Aktuelles  - Stadt Witten

Sportfest zur Gründung des neuen Inklusiven Sportclubs Witten e.V.

Am Samstag, den 5. Mai fand bei strahlendem Sonnenschein das erste Sportfest zur Gründung des neuen Inklusiven Sportclubs Witten e.V.
auf dem Gelände der SoVD-Lebenshilfe an der Dortmunder Str. 77 statt. Die Idee zur Gründung des Vereins für Menschen mit und ohne Behinderung
hatte Dr. Dieter König, Geschäftsführer der Lebenshilfe Witten. Um dem Verein Starthilfe zu geben, stellt die Lebenshilfe ihre Infrastruktur und erste finanzielle Hilfen zur Verfügung.
Für dieses Fest wurden vom Vorstand des von 17 Wittenerinnen und Wittener neu gegründeten Vereins verschiedene Aktionen geplant,
um den Sportclub und mögliche Angebote vorzustellen.
Folgende Aktionen wurden im Rahmen eines Parcours angeboten:
-  Walking
-  Ballettaufführung
-  Entspannungsangebot
-  Bewegungsangebot
-  Bobbycar-Rennen
-  Menschenkicker
- Torwand schießen
-  Boule spielen

Die zahlreichen Besucherinnen und Besucher, Menschen mit und ohne Behinderung, folgten dem großen und bunten Parcour, nutzten die
Schnupperangebote und kamen in Bewegung. Außerdem wurden Würstchen und Getränke verkauft.
Das Gründungsfest wurde bewusst am 05. Mai, dem Europäischen Protesttag zur Gleichstellung von Menschen mit Behinderung, durchgeführt.
Die WAZ Witten berichtete in einem Artikel vom 07.05.18.
Das Sportfest wurde als Projekt im Rahmen der Partnerschaft für Demokratie Witten gefördert.

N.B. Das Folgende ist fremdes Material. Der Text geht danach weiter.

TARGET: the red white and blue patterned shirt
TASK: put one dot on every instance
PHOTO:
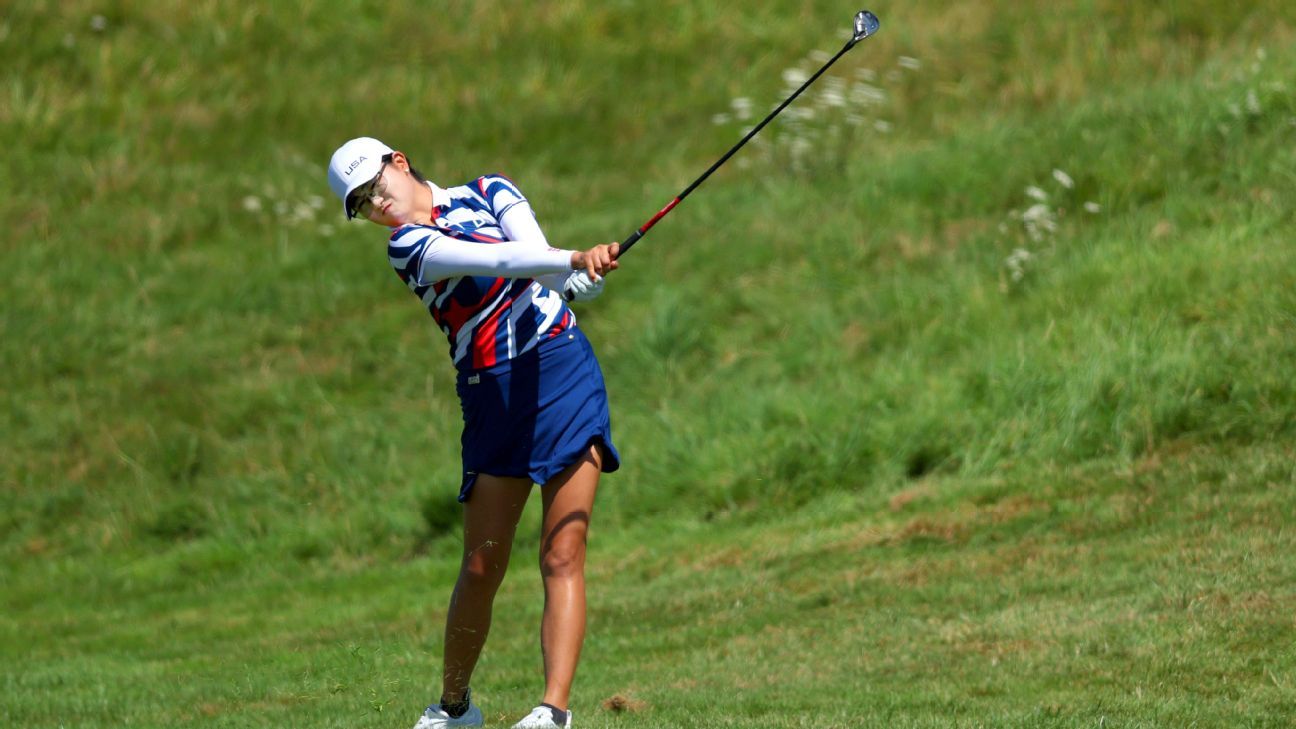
(485, 273)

VOLL MÄDCHENMÄSSIG! Fotoausstellung Begegnung – Integration - Freundschaft

„VOLL MÄDCHENMÄSSIG !“ hieß es in der zweiten Woche der Sommerferien 2017, ein Projekt für geflüchtete und einheimische Mädchen, das Angelika Goldschmidt und Tugce Karakurt-Hidajat, Sozialpädagoginnen des Multiprofessionellen Teams (Bezirksregierung Arnsberg/ Frühe Hilfen Stadt Witten), in Kooperation mit dem Jugendring Witten e.V., dem Jugendforum des Bundesprogramms Demokratie Leben sowie der Integrationsagentur des DRK realisiert haben. Insgesamt haben 8 Schülerinnen der Holzkamp-Gesamtschule und der Freiligrathschule im Alter von 14 - 17 Jahren teilgenommen. Orientiert an den Bedarfen und Wünschen der Mädchen haben sich die Teilnehmerinnen unter den Mottos „Neue Kontakte knüpfen“, „Pflege“ und „Styling“ eine Woche lang im Cliquentreff „In der Mark“ getroffen, kennengelernt und neue Freundschaften geschlossen. Das Highlight dieser Woche war ein Outdoor-Fotoshooting, das von der Fotografin, Luisa Gehnen, durchgeführt wurde.

Angelika Goldschmidt, Sozialpädagogin des Multiprofessionellen Teams, plant derzeit eine Fotoausstellung der entstandenen Fotos im Forum der Holzkamp-Gesamtschule. Unter Mitwirkung weiterer Kooperationspartner wie der Stabsstelle für Integration oder der Vhs Witten | Wetter | Herdecke wird die Ausstellung Anfang Juni unter dem Titel

„VOLL MÄDCHENMÄSSIG! Fotoausstellung Begegnung – Integration - Freundschaft“ eröffnet.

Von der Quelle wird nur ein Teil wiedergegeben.